Lesson 1: Overview - kode2go/python-pandas GitHub Wiki

image

image

Know Your Data

To analyze data, it is important to know what type of data we are dealing with.

We can split the data types into three main categories:

  • Numerical

  • Categorical

  • Ordinal

Numerical data are numbers, and can be split into two numerical categories:

Discrete Data:

- numbers that are limited to integers. Example: The number of cars passing by.

Continuous Data:

- numbers that are of infinite value. Example: The price of an item, or the size of an item

Categorical data are values that cannot be measured up against each other. Example: a color value, or any yes/no values.

Ordinal data are like categorical data, but can be measured up against each other. Example: school grades where A is better than B and so on.

By knowing the data type of your data source, you will be able to know what technique to use when analyzing them.

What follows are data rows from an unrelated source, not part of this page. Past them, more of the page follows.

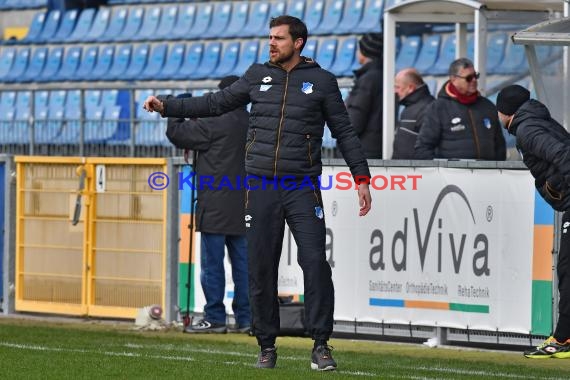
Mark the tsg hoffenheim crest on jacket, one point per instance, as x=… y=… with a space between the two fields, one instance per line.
x=307 y=88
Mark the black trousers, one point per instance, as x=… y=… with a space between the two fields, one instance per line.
x=268 y=206
x=562 y=332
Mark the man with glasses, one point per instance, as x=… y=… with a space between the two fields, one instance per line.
x=461 y=124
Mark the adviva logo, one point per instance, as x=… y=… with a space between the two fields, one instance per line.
x=446 y=242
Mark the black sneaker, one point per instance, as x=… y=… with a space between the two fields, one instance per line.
x=204 y=326
x=550 y=348
x=267 y=358
x=240 y=329
x=321 y=358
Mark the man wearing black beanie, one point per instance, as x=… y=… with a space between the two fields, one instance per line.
x=545 y=148
x=364 y=103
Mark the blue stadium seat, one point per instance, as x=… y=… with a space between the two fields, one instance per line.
x=428 y=53
x=353 y=10
x=87 y=64
x=46 y=132
x=256 y=20
x=310 y=49
x=209 y=62
x=20 y=65
x=192 y=60
x=83 y=25
x=331 y=17
x=36 y=66
x=327 y=52
x=103 y=65
x=372 y=18
x=155 y=63
x=50 y=26
x=229 y=59
x=184 y=22
x=264 y=52
x=202 y=21
x=66 y=26
x=314 y=15
x=137 y=63
x=53 y=65
x=514 y=61
x=237 y=21
x=220 y=19
x=149 y=25
x=116 y=24
x=132 y=25
x=296 y=8
x=248 y=56
x=409 y=52
x=120 y=63
x=173 y=62
x=7 y=61
x=35 y=28
x=168 y=20
x=70 y=64
x=496 y=43
x=344 y=57
x=99 y=25
x=446 y=56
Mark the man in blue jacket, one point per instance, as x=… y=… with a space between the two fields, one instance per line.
x=291 y=99
x=545 y=148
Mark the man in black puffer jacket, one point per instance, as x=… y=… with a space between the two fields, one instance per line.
x=291 y=99
x=461 y=123
x=220 y=143
x=414 y=95
x=545 y=148
x=364 y=103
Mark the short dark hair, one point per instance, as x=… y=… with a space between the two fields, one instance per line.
x=458 y=64
x=297 y=28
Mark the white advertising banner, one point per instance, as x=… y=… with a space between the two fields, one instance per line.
x=440 y=247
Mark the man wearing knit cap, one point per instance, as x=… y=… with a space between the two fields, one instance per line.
x=545 y=148
x=461 y=124
x=364 y=102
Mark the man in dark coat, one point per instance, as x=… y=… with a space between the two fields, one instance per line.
x=545 y=148
x=220 y=143
x=364 y=103
x=461 y=123
x=414 y=95
x=291 y=99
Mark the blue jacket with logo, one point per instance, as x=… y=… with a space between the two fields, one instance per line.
x=451 y=129
x=287 y=118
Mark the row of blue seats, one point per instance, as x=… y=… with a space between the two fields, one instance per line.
x=206 y=20
x=432 y=54
x=197 y=60
x=22 y=4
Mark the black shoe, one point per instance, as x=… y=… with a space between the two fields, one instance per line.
x=267 y=358
x=321 y=358
x=240 y=329
x=204 y=326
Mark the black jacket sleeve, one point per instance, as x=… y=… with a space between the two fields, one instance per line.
x=338 y=121
x=212 y=104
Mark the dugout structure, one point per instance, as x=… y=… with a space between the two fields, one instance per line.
x=480 y=14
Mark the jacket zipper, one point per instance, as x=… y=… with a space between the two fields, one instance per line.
x=475 y=137
x=308 y=137
x=280 y=125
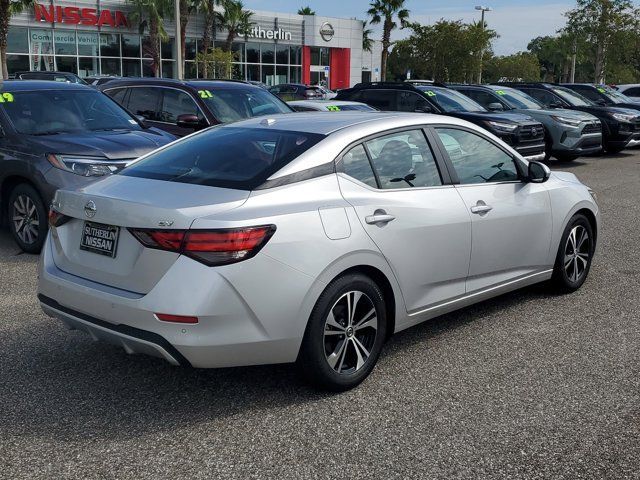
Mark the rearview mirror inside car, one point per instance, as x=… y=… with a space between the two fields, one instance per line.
x=189 y=120
x=538 y=172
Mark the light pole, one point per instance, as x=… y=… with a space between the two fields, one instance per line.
x=483 y=9
x=178 y=42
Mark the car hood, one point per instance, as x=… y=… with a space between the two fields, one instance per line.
x=114 y=145
x=494 y=117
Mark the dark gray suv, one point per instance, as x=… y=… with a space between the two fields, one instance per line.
x=55 y=135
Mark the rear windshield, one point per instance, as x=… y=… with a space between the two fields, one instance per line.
x=235 y=104
x=228 y=157
x=51 y=112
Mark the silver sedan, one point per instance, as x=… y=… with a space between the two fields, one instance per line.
x=296 y=238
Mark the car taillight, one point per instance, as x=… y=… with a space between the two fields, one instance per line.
x=211 y=247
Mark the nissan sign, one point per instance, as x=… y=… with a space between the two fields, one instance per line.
x=327 y=32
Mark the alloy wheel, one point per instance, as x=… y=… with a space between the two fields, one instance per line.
x=26 y=221
x=350 y=332
x=577 y=253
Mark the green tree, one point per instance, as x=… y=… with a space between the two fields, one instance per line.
x=367 y=41
x=236 y=20
x=7 y=9
x=521 y=66
x=386 y=12
x=150 y=14
x=602 y=24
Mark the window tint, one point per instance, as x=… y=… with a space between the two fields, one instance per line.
x=145 y=101
x=355 y=163
x=412 y=102
x=384 y=100
x=241 y=158
x=176 y=103
x=475 y=159
x=404 y=160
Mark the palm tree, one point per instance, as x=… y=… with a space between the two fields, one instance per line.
x=149 y=14
x=7 y=9
x=367 y=41
x=235 y=20
x=386 y=11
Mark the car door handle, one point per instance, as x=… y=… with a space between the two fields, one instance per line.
x=481 y=208
x=379 y=218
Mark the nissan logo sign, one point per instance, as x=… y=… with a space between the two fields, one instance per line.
x=327 y=32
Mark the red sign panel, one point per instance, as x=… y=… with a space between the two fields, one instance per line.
x=80 y=16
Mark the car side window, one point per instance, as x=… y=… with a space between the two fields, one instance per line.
x=384 y=100
x=475 y=159
x=176 y=103
x=412 y=102
x=355 y=163
x=404 y=160
x=145 y=101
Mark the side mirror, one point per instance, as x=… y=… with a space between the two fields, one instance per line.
x=189 y=120
x=538 y=172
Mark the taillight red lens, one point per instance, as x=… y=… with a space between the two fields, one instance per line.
x=211 y=247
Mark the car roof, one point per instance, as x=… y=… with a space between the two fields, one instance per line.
x=28 y=85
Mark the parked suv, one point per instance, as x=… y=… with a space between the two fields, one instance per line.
x=297 y=91
x=569 y=133
x=55 y=135
x=520 y=131
x=620 y=126
x=182 y=107
x=52 y=76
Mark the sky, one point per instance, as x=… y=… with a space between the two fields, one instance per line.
x=516 y=21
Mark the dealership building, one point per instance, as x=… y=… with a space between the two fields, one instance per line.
x=99 y=38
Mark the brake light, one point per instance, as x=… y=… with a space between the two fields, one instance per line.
x=211 y=247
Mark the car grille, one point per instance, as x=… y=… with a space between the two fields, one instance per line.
x=592 y=127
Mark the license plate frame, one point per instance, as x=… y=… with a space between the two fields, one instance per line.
x=100 y=238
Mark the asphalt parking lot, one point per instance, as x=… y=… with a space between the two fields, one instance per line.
x=528 y=385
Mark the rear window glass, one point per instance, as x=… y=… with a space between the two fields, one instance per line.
x=228 y=157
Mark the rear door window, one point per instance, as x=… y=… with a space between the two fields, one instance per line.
x=145 y=101
x=227 y=157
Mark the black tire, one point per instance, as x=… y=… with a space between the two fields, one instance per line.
x=566 y=278
x=565 y=157
x=321 y=341
x=24 y=201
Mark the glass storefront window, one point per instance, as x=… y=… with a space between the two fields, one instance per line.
x=238 y=50
x=296 y=55
x=253 y=52
x=190 y=49
x=110 y=66
x=130 y=67
x=18 y=40
x=130 y=45
x=17 y=63
x=268 y=54
x=88 y=43
x=253 y=73
x=168 y=49
x=88 y=66
x=282 y=54
x=109 y=45
x=65 y=42
x=268 y=75
x=67 y=64
x=168 y=69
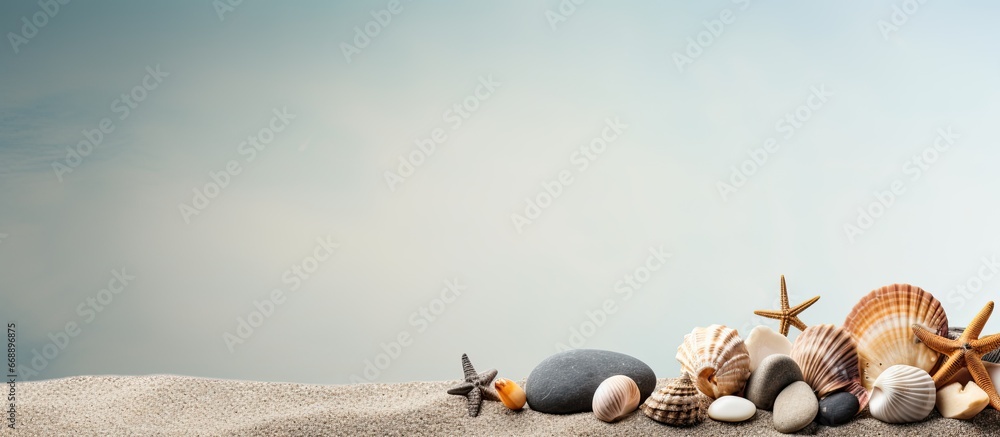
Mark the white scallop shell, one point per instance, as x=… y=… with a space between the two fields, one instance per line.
x=615 y=398
x=902 y=394
x=717 y=359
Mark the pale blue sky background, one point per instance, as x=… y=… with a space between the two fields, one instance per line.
x=654 y=186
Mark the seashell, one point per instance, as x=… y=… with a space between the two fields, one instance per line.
x=717 y=359
x=881 y=326
x=511 y=394
x=902 y=394
x=763 y=341
x=828 y=358
x=679 y=403
x=615 y=398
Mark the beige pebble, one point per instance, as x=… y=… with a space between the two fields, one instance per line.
x=957 y=402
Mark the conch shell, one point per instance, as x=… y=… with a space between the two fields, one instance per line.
x=677 y=404
x=828 y=358
x=903 y=394
x=615 y=398
x=511 y=394
x=717 y=358
x=881 y=326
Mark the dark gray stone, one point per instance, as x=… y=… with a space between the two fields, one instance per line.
x=955 y=332
x=773 y=374
x=837 y=409
x=565 y=382
x=795 y=408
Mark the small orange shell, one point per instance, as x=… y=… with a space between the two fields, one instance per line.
x=511 y=394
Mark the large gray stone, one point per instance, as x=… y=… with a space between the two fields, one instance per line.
x=795 y=408
x=565 y=382
x=773 y=374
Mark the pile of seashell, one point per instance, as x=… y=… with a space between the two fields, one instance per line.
x=873 y=361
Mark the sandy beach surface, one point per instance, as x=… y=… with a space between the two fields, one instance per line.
x=164 y=405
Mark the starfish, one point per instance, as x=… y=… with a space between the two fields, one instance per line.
x=787 y=316
x=965 y=351
x=476 y=387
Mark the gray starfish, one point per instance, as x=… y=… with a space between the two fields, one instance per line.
x=476 y=387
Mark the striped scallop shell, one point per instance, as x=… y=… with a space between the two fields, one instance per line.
x=828 y=358
x=677 y=404
x=615 y=398
x=717 y=358
x=881 y=324
x=903 y=394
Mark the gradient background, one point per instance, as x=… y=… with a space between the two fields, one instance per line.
x=526 y=292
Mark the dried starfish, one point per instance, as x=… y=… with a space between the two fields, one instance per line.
x=476 y=386
x=787 y=316
x=965 y=351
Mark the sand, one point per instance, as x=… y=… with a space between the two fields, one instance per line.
x=165 y=405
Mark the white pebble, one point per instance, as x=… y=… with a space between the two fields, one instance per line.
x=731 y=409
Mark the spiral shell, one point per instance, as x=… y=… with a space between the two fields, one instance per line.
x=827 y=356
x=511 y=394
x=902 y=394
x=717 y=358
x=677 y=404
x=615 y=398
x=881 y=326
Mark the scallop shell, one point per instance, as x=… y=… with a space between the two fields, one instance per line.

Learning the basics of Exploratory Data Analysis using Python with Numpy, Matplotlib, and Pandas.

1. Data Cleaning

It is very important to get rid of the irregularities and clean the data after sourcing it into our system. Irregularities are of different types of data.

  • Missing Values
  • Incorrect Format
  • Incorrect Headers
  • Anomalies/Outliers

2. Bivariate Analysis

When we talk about bivariate analysis, it means analyzing 2 variables. Since we know there are numerical and categorical variables, there is a way of analyzing these variables as shown below:

3. Numerical vs. Numerical

3.1. Scatterplot

3.2. Line plot

3.3. Heatmap for correlation

3.4. Joint plot

4. Categorical vs. Numerical

4.1. Bar chart

4.2. Violin plot

4.3. Categorical box plot

4.4. Swarm plot

5. Two Categorical Variables

5.1. Bar chart

5.2. Grouped bar chart

5.3. Point plot

6. Normalizing and Scaling

Often the variables of the data set are of different scales i.e. one variable is in millions and others in only 100. For e.g. in our data set Income is having values in thousands and age in just two digits. Since the data in these variables are of different scales, it is tough to compare these variables.

Feature scaling (also known as data normalization) is the method used to standardize the range of features of data. Since the range of values of data may vary widely, it becomes a necessary step in data preprocessing while using machine learning algorithms.

In this method, we convert variables with different scales of measurements into a single scale. StandardScaler normalizes the data using the formula (x-mean)/standard deviation. We will be doing this only for the numerical variables.